Reading the write-up “Want to be a poet?” (English Matters, Young Hans, October 26) and, a few letters of erudite readers’ reactions and reflections thereon motivated me, too, to write this piece. Sumitranandan Pant, the great Hindi poet of nature, in his following famous lines has so beautifully pointed out the essential criteria of becoming a poet:

Viyogi hoga pahala kavi
Aah se upja hoga gaan.
Umadkar aankhon se chupchap,
Wahi hogi kavita anjaan.

(The person who is deprived and in great agony will be the first poet. His sigh and pain would compose the poem that would prove to be the magnum opus).

It connotes that the art of composing a poem is sheer matter of intense feeling of pain. It is the matter of utter pining for the love and affection of whom one dies for. It is the matter of sighing and whining in the agony. It is the matter of moaning, both in ecstasy and distress. Empathising and sympathising make the feeling flow naturally in the form of beautiful poems.
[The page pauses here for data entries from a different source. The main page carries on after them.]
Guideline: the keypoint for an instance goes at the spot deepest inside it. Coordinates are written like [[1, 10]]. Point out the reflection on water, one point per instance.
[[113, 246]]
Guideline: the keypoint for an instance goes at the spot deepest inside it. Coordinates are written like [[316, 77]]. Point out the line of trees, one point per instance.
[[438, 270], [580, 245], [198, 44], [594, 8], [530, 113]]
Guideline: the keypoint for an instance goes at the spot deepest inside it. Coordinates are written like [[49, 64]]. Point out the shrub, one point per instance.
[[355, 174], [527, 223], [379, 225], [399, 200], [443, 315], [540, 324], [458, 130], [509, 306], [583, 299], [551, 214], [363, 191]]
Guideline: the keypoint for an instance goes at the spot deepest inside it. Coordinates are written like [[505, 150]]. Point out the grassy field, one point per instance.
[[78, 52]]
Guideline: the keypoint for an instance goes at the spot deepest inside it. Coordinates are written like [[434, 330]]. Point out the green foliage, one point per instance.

Only penmanship cannot ever make a person a poet. I would like to quote the beautiful line of the great English romantic poet Percy Bysshe Shelley, “Our sweetest songs are those that tell of saddest thought.” But unfortunately in the mechanized world of information technology of the 21st century, those very inevitable feelings, sine qua non of becoming a poet, have unfortunately eroded, and that is why the days of the poem penning and poem relishing are pretty painfully over.